The people have spoken. And we promise to stay loud when it comes to doing what's right. We're taking our brewery back.
Phew. Mealy-mouthed corporate-speak, that ain’t. Like I said, there’s still a lot to shake out here. The brewery employees haven’t made any concrete, future-looking demands for improving workplace equity and safety yet, and it isn’t clear whether they’ve built—or are in the process of building—the organizational infrastructure in place to sustain pressure on ownership longterm. (Boulevard workers past & present—get in touch!)
But even with those questions outstanding, the situation in KC is shaping up to be a lesson with applications far beyond the craft brewing industry.
To wit: when a workforce comes together to credibly threaten the bottom line—either through wildcat stoppages, union organizing, community boycotts, or whatever—owners will acquiesce to their demands for equitable treatment. That’s the power of labor, and frankly, HR could never.
REMINDER: The Fingers tip line is always open. If you work at Boulevard, have horror stories about HR at another brewery/distillery/etc. or have other info to share: dave@dinfontay.com.
The bottom shelf
Michelob Ultra, the Anheuser-Busch InBev active-lifestyle juggernaut that spent 2020 waking up every morning, admiring its sleek profile in a full-length beveled-edge mirror from Restoration Hardware, and muttering confidently to itself “hard seltzer who, motherfucker?” is now… well, folks, it’s now available as a hard seltzer. Remember the Fingers motto: Everything is hard seltzer now. Brewbound’s Infante has the details on the nationwide release. I’ll limit my commentary to this text exchange with a Friend of Fingers who recently encountered Michelob Ultra Organic Hard Seltzer in the supermarket (because where else, amirite?!) Ahem:
American Airlines is selling wine now. Wow, these “unprecedented times” have truly “changed everything” but not really because even though I’m stuck on the ground I still have no interest in paying through the nose for room-temperature Sutter Home blends that’ll be late to depart, late to arrive, and probably spent an inordinate amount of time sitting on asphalt somewhere in between. *Please read the next line in your worst Jerry Seinfeld voice* “What’s the deal with airline wine?!”

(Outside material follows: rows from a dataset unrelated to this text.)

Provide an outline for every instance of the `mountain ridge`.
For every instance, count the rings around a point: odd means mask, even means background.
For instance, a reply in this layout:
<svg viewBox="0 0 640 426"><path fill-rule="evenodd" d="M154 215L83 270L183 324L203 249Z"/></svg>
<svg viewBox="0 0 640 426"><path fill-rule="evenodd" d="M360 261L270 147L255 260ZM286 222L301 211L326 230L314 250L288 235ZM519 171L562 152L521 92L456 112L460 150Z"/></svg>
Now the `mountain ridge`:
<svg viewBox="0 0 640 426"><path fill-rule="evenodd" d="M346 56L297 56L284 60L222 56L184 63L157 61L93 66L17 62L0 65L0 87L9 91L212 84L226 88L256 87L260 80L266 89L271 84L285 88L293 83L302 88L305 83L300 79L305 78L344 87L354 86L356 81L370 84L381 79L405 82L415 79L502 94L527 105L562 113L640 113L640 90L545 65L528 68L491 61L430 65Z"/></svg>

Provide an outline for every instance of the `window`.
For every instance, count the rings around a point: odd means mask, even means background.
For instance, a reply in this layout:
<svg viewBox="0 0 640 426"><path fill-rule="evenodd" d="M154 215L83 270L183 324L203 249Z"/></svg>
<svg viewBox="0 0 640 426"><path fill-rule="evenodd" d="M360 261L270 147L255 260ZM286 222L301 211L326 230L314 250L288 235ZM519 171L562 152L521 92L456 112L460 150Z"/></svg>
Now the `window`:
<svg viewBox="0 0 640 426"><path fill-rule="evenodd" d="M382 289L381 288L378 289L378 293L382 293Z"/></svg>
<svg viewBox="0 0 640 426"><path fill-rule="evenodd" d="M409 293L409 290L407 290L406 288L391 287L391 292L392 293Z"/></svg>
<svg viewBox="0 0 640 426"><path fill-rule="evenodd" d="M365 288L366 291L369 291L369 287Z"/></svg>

Good Beer Hunting’s Kate Bernot is out with a big report on Island Brands, a beer company sort-of based in Charleston, South Carolina (which, for all you new Friends of Fingers, is also home to boozeletter HQ.) I say “sort-of” because while the firm calls the Lowcountry home—and expertly markets its straightforward lagers and hard teas/lemonades as drinkable extensions of the Charleston lifestyle—those products are contract-brewed by New Belgium at out-of-state facilities. You may care that it’s not quite “local,” but drinkers across seven states don’t seem to: Island Brands has been posting eye-popping sales and growth figures this year. Anyway, Bernot was kind enough to ask your fearless Fingers editor to offer a Charleston-based perspective on the brand’s whole “thing.” Check out her story for smart reporting (Kate) and flailing, outdated pop culture references (me.)
In rebrand news, Anchor Brewing, the venerable San Francisco outfit that’s been putting out beer since like four decades before the Golden Gate Bridge was even a bridge, has gotten a #millennial makeover. NYC heads may find the new lewk reminiscent of Montauk Brewing Co.’s packaging c. 2016-ish. I was reminded of a slightly, ah, different brand…
Man, how ‘bout this GameStop situation? I have very little to say about it because I do not understand options trading. But I will point out that /r/wallstreetbets embraces the same shitposting vernacular and edgelord/cringepost tendencies that dominated /r/weekendgunnit, a now-defunct guns-rights forum where White Claw reigned supreme. So uh… maybe that’s bad news, or maybe it’s nothing! Stay safe out there, everyone.